The Peruvian Paso is a breed of gentle horse distinguished by a uniquely efficient gait called the running walk. The breed's ancestors include the Berber, Spanish Jennet, and the Andalusian. The New World breed was refined and developed in Peru.


The characteristic gait was bred into the Peruvian Paso for the purpose of covering long distances over a short period of time without tiring the horse or rider. The gait is inbred and does not require training. The gait supplies essentially none of the vertical jolt familiar to equestrians and hence posting (moving up and down with each of the horse's footfalls) is unnecessary. The rider's back feels no strain or jolt. Hence, this is a favored mount for riders with back trouble. This tractable horse, paradoxically high in spirit and stamina, is also favored for family and children's riding, as well as long endurance rides.

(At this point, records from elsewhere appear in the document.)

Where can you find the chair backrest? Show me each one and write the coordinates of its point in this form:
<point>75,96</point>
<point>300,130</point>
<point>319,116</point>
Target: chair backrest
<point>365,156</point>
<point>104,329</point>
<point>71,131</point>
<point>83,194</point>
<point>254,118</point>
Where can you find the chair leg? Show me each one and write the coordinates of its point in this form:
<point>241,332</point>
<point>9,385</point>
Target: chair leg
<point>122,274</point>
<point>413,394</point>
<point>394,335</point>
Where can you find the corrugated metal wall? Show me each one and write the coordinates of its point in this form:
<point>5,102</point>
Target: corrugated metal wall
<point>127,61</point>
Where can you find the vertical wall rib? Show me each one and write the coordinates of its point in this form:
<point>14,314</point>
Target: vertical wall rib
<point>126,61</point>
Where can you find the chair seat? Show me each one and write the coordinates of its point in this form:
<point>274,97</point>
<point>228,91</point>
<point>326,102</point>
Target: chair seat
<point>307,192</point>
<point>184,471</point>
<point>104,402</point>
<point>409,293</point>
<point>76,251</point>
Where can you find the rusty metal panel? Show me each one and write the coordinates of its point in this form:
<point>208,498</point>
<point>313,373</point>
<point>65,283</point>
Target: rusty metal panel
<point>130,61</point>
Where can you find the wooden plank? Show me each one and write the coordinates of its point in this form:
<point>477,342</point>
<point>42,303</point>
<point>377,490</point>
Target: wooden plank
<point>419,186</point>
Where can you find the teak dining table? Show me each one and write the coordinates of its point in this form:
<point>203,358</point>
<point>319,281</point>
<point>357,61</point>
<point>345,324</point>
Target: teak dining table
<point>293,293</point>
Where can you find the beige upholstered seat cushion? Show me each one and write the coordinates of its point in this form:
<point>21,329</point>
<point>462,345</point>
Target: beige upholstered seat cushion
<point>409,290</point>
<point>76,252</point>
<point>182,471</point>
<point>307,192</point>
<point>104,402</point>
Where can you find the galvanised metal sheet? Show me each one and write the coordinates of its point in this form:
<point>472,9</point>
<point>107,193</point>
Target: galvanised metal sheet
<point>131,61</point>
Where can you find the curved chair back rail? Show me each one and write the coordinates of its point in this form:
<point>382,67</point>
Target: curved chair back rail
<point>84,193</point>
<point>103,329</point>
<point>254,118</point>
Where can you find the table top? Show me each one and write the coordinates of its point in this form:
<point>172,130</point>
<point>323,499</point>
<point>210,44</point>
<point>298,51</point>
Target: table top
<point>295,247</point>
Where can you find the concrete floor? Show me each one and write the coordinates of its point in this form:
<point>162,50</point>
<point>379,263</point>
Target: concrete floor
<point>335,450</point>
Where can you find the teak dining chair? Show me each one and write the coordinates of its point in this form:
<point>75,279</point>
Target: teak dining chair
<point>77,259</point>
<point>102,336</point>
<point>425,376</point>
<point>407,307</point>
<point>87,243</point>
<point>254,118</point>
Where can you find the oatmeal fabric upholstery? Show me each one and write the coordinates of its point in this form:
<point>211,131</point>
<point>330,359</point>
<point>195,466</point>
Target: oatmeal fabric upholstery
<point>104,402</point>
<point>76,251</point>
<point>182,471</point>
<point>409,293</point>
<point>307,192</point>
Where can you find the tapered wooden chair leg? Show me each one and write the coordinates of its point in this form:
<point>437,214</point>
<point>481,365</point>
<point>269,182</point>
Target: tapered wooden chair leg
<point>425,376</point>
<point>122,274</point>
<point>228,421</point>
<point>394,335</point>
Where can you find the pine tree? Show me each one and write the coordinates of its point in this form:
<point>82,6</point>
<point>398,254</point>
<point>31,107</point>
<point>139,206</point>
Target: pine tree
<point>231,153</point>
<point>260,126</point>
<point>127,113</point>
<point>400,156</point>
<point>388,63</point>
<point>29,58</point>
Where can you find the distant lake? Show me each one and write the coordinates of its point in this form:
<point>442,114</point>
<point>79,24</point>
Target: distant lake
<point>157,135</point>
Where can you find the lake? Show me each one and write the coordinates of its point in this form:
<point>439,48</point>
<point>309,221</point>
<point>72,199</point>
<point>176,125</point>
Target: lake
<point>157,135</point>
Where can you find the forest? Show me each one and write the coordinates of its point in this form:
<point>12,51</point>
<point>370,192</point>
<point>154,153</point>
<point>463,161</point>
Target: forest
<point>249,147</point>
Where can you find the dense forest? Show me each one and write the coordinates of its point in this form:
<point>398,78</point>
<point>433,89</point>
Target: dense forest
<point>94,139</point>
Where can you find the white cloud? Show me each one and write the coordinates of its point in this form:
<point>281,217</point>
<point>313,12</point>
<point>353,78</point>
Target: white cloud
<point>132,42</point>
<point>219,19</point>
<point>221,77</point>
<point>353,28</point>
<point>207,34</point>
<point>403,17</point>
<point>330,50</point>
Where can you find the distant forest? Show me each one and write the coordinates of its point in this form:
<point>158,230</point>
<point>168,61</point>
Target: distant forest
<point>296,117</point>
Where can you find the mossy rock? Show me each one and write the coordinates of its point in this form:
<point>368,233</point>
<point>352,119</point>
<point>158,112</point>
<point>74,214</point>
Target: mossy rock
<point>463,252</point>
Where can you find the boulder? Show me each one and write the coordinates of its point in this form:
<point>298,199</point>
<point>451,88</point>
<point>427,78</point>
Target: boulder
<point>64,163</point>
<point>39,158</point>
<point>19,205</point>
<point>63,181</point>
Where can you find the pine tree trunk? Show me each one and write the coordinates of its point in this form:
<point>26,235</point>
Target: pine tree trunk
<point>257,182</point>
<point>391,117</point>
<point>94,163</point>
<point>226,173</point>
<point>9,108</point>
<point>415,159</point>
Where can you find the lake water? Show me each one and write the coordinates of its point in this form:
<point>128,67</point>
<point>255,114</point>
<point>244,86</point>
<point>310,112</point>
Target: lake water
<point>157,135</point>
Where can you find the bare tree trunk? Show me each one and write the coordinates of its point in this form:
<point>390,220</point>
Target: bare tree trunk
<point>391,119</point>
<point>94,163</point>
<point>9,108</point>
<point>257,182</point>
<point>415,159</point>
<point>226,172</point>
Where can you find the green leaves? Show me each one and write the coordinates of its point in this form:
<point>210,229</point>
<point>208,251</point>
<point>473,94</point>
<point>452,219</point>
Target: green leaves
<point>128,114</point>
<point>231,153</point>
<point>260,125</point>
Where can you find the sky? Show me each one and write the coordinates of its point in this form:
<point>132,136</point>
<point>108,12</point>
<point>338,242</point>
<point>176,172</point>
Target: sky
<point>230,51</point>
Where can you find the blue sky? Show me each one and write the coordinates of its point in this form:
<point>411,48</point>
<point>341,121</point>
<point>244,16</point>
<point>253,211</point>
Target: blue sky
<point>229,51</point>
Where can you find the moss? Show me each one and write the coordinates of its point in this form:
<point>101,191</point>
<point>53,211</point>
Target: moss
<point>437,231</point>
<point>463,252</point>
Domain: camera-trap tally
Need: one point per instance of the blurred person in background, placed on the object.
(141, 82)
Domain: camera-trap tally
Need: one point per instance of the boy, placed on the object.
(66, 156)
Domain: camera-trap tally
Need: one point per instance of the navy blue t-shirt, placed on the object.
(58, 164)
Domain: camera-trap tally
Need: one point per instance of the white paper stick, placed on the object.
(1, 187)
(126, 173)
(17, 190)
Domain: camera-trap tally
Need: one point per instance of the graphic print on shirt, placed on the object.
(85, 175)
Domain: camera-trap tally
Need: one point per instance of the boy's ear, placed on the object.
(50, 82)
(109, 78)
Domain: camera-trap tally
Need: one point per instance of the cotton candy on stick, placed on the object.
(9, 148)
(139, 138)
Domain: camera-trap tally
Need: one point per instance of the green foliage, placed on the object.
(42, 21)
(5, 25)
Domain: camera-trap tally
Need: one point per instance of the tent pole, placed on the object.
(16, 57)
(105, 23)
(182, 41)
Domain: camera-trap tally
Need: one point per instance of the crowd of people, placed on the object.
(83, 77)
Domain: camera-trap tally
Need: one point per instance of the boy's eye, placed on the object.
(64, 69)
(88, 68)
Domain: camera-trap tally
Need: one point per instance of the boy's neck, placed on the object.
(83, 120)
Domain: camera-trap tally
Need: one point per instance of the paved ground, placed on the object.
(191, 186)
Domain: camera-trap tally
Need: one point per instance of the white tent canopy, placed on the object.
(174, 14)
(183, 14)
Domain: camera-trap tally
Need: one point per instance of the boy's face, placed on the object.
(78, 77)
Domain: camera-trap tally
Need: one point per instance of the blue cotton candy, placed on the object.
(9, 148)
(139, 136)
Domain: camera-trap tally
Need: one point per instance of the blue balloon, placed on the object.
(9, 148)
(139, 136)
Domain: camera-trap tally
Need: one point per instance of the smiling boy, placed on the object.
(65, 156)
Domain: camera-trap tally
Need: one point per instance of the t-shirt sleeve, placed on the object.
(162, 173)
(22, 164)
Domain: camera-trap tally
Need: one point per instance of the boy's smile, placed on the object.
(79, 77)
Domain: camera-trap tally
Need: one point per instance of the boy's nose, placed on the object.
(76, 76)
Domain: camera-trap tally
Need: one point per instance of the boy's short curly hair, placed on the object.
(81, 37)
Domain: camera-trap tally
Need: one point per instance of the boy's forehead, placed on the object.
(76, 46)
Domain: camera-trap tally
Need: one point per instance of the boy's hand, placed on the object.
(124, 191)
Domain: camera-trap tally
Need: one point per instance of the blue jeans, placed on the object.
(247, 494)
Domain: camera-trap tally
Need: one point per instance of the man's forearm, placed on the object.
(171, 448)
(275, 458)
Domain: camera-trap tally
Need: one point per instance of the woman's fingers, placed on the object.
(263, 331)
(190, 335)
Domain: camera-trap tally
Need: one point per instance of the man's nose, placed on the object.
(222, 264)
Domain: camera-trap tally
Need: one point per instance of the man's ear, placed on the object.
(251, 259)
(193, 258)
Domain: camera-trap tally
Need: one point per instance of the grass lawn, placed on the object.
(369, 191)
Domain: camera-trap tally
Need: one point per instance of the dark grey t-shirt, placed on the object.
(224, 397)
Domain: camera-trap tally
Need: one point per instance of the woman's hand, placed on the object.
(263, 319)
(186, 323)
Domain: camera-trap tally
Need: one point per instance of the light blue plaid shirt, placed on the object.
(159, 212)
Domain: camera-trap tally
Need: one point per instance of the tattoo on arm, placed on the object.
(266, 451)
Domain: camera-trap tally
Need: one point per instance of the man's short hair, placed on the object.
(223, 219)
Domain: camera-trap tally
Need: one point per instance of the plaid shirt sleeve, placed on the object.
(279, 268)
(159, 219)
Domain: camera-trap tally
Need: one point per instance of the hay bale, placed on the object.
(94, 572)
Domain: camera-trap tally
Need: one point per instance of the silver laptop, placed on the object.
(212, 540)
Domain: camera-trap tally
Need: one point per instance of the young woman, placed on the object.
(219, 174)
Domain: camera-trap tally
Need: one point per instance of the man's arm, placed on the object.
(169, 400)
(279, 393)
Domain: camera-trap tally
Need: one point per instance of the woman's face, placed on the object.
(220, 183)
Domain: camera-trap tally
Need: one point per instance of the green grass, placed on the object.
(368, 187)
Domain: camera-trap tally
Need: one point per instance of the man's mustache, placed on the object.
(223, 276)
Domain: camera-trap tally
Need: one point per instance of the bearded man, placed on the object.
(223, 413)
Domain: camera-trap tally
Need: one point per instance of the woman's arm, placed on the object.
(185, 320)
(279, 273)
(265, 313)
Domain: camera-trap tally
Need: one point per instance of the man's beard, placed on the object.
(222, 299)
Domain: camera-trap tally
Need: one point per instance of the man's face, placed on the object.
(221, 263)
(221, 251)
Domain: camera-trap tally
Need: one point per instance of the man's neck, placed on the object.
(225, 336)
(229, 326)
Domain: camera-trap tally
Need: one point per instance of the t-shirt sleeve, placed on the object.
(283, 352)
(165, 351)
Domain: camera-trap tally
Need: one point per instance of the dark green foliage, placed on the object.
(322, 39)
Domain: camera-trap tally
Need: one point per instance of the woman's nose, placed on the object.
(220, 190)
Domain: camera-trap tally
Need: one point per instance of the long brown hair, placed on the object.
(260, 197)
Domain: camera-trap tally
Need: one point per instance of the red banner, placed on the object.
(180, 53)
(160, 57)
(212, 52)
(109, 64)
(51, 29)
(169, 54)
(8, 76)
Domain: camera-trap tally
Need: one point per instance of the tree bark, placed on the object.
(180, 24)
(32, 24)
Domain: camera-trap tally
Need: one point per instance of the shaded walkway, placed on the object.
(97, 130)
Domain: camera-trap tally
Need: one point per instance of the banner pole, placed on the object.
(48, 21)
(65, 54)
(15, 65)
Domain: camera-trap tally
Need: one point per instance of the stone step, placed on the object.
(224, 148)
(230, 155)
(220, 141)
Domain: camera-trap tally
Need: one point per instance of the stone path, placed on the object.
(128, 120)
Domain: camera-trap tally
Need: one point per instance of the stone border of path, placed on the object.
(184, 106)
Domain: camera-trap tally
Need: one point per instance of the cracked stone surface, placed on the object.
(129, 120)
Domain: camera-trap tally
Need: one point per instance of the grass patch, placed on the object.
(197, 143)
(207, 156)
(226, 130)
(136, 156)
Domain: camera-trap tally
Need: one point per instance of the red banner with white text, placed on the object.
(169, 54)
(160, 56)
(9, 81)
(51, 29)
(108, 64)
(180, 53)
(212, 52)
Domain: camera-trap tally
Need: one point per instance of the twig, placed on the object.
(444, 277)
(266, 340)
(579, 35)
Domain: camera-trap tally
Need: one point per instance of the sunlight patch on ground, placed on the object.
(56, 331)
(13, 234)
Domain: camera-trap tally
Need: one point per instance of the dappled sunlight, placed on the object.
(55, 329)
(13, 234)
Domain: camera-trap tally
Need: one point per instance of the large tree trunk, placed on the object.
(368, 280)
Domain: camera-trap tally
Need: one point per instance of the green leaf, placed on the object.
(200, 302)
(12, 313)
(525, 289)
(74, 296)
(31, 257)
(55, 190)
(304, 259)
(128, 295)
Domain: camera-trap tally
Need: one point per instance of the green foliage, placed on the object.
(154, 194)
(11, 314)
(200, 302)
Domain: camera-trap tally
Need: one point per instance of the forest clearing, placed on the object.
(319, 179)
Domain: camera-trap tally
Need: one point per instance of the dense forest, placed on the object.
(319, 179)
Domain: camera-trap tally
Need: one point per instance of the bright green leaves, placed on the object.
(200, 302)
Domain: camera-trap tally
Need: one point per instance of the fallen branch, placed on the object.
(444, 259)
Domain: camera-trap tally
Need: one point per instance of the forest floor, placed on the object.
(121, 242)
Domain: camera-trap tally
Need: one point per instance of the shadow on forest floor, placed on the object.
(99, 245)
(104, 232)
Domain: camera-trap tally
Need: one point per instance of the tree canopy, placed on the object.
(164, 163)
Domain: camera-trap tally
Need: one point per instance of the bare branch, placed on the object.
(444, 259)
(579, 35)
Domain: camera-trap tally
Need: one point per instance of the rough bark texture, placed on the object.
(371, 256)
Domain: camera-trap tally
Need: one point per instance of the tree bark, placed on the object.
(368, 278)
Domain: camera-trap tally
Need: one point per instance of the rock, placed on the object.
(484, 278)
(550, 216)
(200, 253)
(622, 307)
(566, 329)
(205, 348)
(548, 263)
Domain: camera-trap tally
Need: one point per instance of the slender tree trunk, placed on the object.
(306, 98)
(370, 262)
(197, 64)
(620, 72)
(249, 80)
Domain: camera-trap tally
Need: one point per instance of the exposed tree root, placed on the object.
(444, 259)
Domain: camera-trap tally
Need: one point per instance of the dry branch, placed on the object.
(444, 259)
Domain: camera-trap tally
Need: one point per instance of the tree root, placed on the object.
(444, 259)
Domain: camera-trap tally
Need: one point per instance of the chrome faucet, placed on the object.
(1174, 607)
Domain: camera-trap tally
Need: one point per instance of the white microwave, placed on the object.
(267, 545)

The horse is medium size, usually standing between 14.1 and 15.2 hands tall, with a powerful build. Breeding has focussed on temperament and gait, not appearance. Hence, the coat is not distinctive; it may be chestnut, black, brown, bay, buckskin, palomino, gray, roan or dun; with the solid colors, grays and dark skin considered most desirable. The abundant mane is lustrous and fine, curly or straight. Aficionados claim thjat the Peruvian Paso presents a noble, arrogant appearance which makes him preferred for shows and parades.

Not a Paso Fino

A close relationship between the Peruvian Paso and the Paso Fino breed is often assumed. Although the two breeds share ancestors in the Old World, and also share the characteristic gait ('paso' means "gait" in Spanish), the two breeds were developed separately in the New World in different regions, and have been maintained in relative isolation.

The Paso Fino was developed widely in Latin America, while the Peruvian Paso is exclusive to Peru and has even been called that country's "national horse".

Peruvian Pasos Today

Peruvian Pasos are growing in popularity in the US and elsewhere. The estimated 25,000 (est. 2003) horses worldwide are used for horse shows, parades, pleasure, trail, and endurance riding.